I urge readers to skip over the following paragraph unless they want to be bored out of their skulls:
I've been delving back to my interest in Young Adult and Children's literature. This reawakening is based on my wish to rekindle my awareness of these genres AND the fact that it's conceivable I may be teaching a course in Children's and YA Lit in the fall. I'm saying maybe, might, possibly, because the course may be assigned to another professor. But I have had a lifetime of involvement in both Children's and YA Literature. I would LOVE to teach this course, and although I know for a fact I have every credential needed to teach it, I am NEW, and that counts for nothing at all. Sigh. Whatever I teach next fall will be okay, but it will rankle if I am not chosen for the Children's Lit course, because I know I have much, much more experience teaching this literature to children and young adults than any other person in the department. But I know I'm lucky to be teaching at all!

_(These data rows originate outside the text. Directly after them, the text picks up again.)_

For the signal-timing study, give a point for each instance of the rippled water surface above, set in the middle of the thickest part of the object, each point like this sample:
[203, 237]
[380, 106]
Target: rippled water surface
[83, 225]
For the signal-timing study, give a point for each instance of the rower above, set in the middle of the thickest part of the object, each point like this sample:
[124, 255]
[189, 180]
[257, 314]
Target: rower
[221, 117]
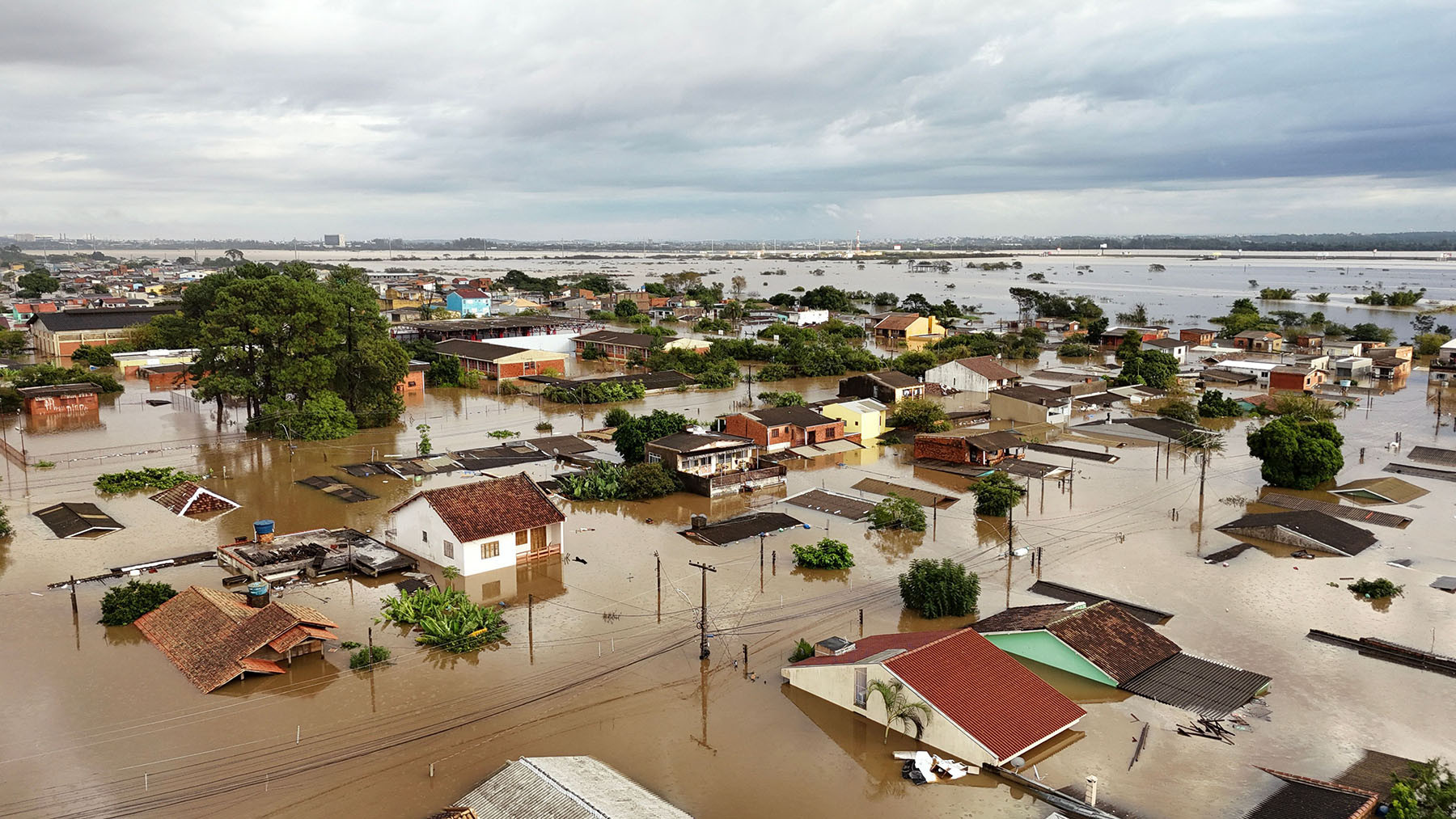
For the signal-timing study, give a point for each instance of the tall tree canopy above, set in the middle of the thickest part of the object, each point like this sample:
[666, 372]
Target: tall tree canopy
[311, 358]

I'm reading a recently published YA novel, Last Night I Sang to the Monster by Benjamin Alire Saenz, an award-winning author and poet living and teaching in El Paso, Texas. I am finding the novel to be so beautiful, so bright, so full of the angst of young people who grow up without love and nurturing (sounds like the lives of all my students). The main character suffers from alcohol addiction and post-traumatic stress disorder, as do many of his fellow patients in a special psychiatric facility. Everything--the relationships, the insightful therapists, the young adults are so true--it is an astonishing portrayal. It's a fast read and well worth the trouble for any human who struggles and is desperate to triumph.

My second-generation Kindle is giving me fits, just as the first-generation did, yet my Barnes & Noble NookColor is a breeze, even though the Nook is sketchy in YA lit offerings. It has many children's books, however, in full color. Fun!

Spring is wanting to spring here. We still have a depth of two feet of snow in the woods, but I've taken to walking on our road. Migrating birds!! Oh, a wealth of birdsong is heaven to the ears!

Oh, dear!!! Temperatures on Monday are supposed to hit 80+ degrees at the college, and I teach in a hot, hot building, in the afternoon, with a southwestern, full-sun exposure. Ugh! No airconditioning whatsoever. Ugh! Last class is May 5, then the exam period.

If I teach this summer, it will be in buildings that have a wee bit of AC.

But, and this is a big BUT, I will only teach one course per summer session (there are two). So I'd be teaching four hours, two days a week. That's workable, I think.